Alman Frankfurter Allgemeine Zeitung’a göre, Türk hükümeti 2019’da askeri harcamaları 20 milyar dolara çıkardı ve bu da Türkiye’nin GSYH’sinin % 7,8’ine denk geliyor. Aynı zamanda, Yunanistan önümüzdeki birkaç yıl için 10 milyar € (yaklaşık 12 milyar $) değerinde yeni büyük silah paketleri için pazarlıklara başladı. Küçük Kıbrıs ekonomisi ABD ambargosunun kaldırılmasının ardından yeni ve daha gelişmiş askeri teçhizat almaya hazırlanıyor.
Her üç ülkenin insanlarında da büyük bir endişe hakim.
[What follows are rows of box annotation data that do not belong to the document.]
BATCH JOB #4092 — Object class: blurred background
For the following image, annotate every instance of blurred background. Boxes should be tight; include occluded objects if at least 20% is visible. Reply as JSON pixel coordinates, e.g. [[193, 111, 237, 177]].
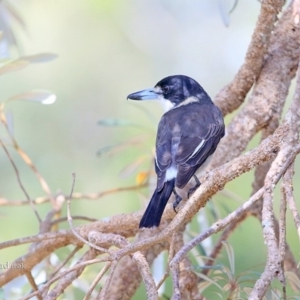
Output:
[[0, 0, 300, 299]]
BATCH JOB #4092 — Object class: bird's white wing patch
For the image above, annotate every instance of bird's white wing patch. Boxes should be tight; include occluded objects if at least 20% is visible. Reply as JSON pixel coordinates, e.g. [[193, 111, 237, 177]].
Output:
[[165, 165, 177, 182], [188, 140, 205, 159]]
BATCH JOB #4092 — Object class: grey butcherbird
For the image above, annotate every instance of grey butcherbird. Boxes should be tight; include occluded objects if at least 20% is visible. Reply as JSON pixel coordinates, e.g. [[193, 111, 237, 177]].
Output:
[[127, 75, 225, 228]]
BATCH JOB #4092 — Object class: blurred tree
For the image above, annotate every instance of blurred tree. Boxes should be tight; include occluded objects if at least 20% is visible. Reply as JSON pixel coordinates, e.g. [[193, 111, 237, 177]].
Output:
[[0, 0, 300, 299]]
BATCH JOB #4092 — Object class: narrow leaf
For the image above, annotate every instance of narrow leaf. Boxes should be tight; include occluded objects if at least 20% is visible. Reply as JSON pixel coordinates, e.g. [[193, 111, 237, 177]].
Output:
[[97, 119, 137, 127], [7, 90, 56, 104], [0, 59, 29, 75], [222, 241, 235, 275], [197, 273, 223, 291], [20, 53, 58, 63]]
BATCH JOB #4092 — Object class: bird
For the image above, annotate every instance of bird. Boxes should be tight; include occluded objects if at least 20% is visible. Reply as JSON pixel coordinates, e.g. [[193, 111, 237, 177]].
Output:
[[127, 75, 225, 228]]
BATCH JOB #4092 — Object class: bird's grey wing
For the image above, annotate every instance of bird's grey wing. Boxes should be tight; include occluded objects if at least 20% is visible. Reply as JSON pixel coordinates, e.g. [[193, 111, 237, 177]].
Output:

Yakın zamanda yapılan bir ankete göre, hem Türkiye’de hem de Yunanistan’da gelişen kitlesel “vatansever propagandaya” rağmen, Türklerin sadece %35’i ve Yunanlıların %46’sı ülkelerinin savaş verebileceğine inanıyor. Kamuoyunun hükümetlerinin dahil olduğu sürekli savaşa “alıştığı” Türkiye’de bile, nüfusun % 60’ı Yunanistan ile olası bir savaşa karşı ve yalnızca %31’i böyle bir savaşın olabileceğini düşünüyor.
Yunanistan ve Kıbrıs’ta AB ve NATO’nun on yıllardır süren krizin ve ulusal gerginliğin hafifletilmesine yardımcı olabileceği yanılsaması da gün geçtikçe azalmaktadır. Nüfusun büyük kesimleri için, NATO ve AB ülkelerinin kendi çıkarlarına hizmet ettiği ve aslında, AB içinde de Fransa ve Almanya’nın farklı tutumlarından da anlaşılacağı üzere, genellikle birbirleri arasında çatışma içinde olabileceği daha açık hale geliyor.
Kapitalizm altında, bölgedeki birbiriyle rekabet eden gerçek maddi çıkarlar uzlaştırılamaz. Rum ve Kıbrıslı Rum yönetici sınıfını güçlendiren herhangi bir hareket, Türk ve Kıbrıs Türk yönetici sınıfını zayıflatır ve bunun tersi de geçerlidir.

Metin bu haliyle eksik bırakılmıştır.